Le temps s’écoule indifféremment pour lui jusqu’au jour où un SDF l’interpelle avec une certaine brusquerie. Surpris, notre héros se laisse molester pour comprendre ce qu’il se passe, il découvre alors que le mendiant vient de mourir et que cet élément commun entre eux explique probablement qu’ils peuvent se voir. Même si la franchise vulgaire de cet inconnu irrite quelque peu Jörg Oeuil, celui-ci décide de passer du temps avec ce nouveau compagnon, prénommé Jules. Il comprend rapidement que derrière son attitude blasée, Jules cache des blessures profondes. Jörg Oeuil respecte ses silences et attend que l’ancien SDF soit prêt à parler de son passé.

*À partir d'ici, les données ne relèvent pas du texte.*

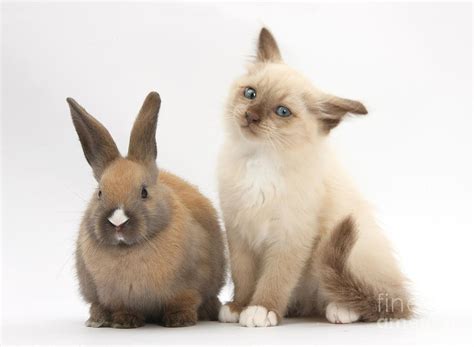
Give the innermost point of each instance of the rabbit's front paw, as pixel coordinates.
(99, 317)
(125, 320)
(180, 319)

Un lien se crée entre eux car ils se posent des questions un brin existentialistes, prennent un plaisir dissimulé à se chamailler, mais ils se demandent aussi ce qu’ils font là. Ils pensent qu’ils ont un point commun à découvrir, cherchent à faire resurgir la mémoire de Jörg Oeuil et lorsque celle-ci revient à la surface, ils découvrent, penauds, l’orgueil et la lâcheté qu’ils ont en commun.

De l’histoire, il vaut mieux ne rien dire de plus pour ne pas briser le suspense. Juste que cette fiction nous raconte l’histoire de deux hommes rongés par la culpabilité et une vie malheureuse, ayant porté aveuglément un lourd bagage transgénérationnel. L’histoire interroge sur la possibilité de mettre fin à cette transmission de non-dits de génération en génération, mais elle porte aussi sur la délicate question du pardon. Faut-il, peut-on pardonner aux autres, mais aussi et surtout à soi-même ? Cela pourrait paraître pesant, mais l’histoire est plaisante à lire, même parfois assez légère, grâce au franc-parler de Jules qui nous donne à lire quelques scènes cocasses savoureuses.

– On lui donne un nom et c’est tout ! […]
Jörg Oeuil retourna le chat sur le dos dans ses bras et écarta la queue.
Jules demanda :
– Que fais-tu ?
– Pour le prénom…
-Tu penses que c’est tatoué sur son cul ?
– Mais non, Jules, tu es insupportable, je veux connaître son sexe.
Le jeune homme bougea les doigts sur la fourrure, vérifia et se tut. Il cherchait un prénom. Son mutisme énerva Jules.
– Alors, c’est quoi ?
– À ton avis ?
– Ah non, ne me dis pas ça !
– Je ne le dis pas.<
– Une filoute, il ne manquait plus que ça. Ah, on fait une fine équipe tous les trois. Un épouvantail, une femmelette et maintenant une femeu, une gamoss, une gazelle.

Jörg Oeuil est un roman plaisant à lire, pour rire de bon cœur et envisager avec tendresse les erreurs et non-dits propres au genre humain.